Morgan Stanley has a new look at Ford Motor stock after it suffered a major pullback. Shares of Ford are down 40% this year, underperforming the S & P 500’s 17.5% decline. Morgan Stanley’s Adam Jonas stated in a Friday note that the market may underestimate the “run-off” value Ford’s genuine/emotional internal combustion engine (ICE) vehicles as well as fleet-oriented commercial markets. Morgan Stanley elevated Ford from being underweight to an equal weight. Morgan Stanley’s $13 stock price target was maintained, which is 4.5% less than Ford’s closing price on Thursday. Jonas pointed out that Ford’s share prices have fallen below Morgan Stanley’s target price for the first-time in more than 18 months. The analyst stated that Ford now has a “more balanced risk-reward ratio skew.” After Wells Fargo has downgraded Ford, General Motors and General Motors to Underweight Ratings, the analyst said. The analysts also warned that 2022 might be the peak profits for these legacy automakers. Morgan Stanley reduced its price target for GM on Thursday from $50 to $44, which still represents 35.6% upside compared with Thursday’s closing stock price.

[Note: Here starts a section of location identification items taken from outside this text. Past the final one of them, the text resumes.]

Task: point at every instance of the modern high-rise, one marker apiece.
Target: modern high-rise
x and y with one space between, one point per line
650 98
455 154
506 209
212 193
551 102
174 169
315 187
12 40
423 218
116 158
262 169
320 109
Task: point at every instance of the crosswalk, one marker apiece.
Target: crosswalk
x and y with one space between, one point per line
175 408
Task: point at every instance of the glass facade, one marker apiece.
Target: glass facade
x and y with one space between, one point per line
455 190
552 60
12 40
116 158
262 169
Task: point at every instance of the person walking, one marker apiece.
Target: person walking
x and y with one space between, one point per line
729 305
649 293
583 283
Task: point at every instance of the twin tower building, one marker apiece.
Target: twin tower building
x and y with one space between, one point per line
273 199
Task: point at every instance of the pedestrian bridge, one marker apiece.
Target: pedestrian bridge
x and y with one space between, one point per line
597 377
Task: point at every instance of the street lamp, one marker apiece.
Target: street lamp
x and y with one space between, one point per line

According to the firm, automakers operate in “an extremely uncertain economic environment with extraordinarily wide dispersion of results.” —CNBC’s Michael Bloom contributed reporting.

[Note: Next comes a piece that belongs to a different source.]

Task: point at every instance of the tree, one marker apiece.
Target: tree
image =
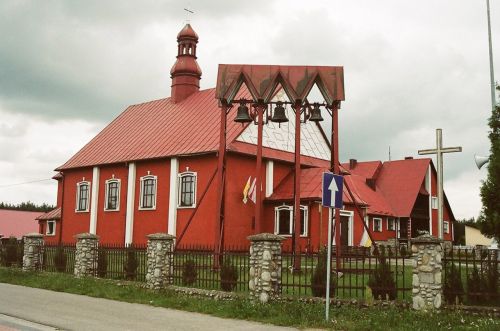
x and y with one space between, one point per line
489 219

John Lawler, Ford’s Chief Financial Officer, and Linda Zhang (Chief Engineer of the All Electric F-150 Lightning), participate in the New York Stock Exchange’s opening bell ceremony in New York City on April 28, 2022.
Brendan Mcdermid | Reuters
After a significant pullback in Ford MotorMorgan Stanley has taken another look at auto stock’s share price for this year.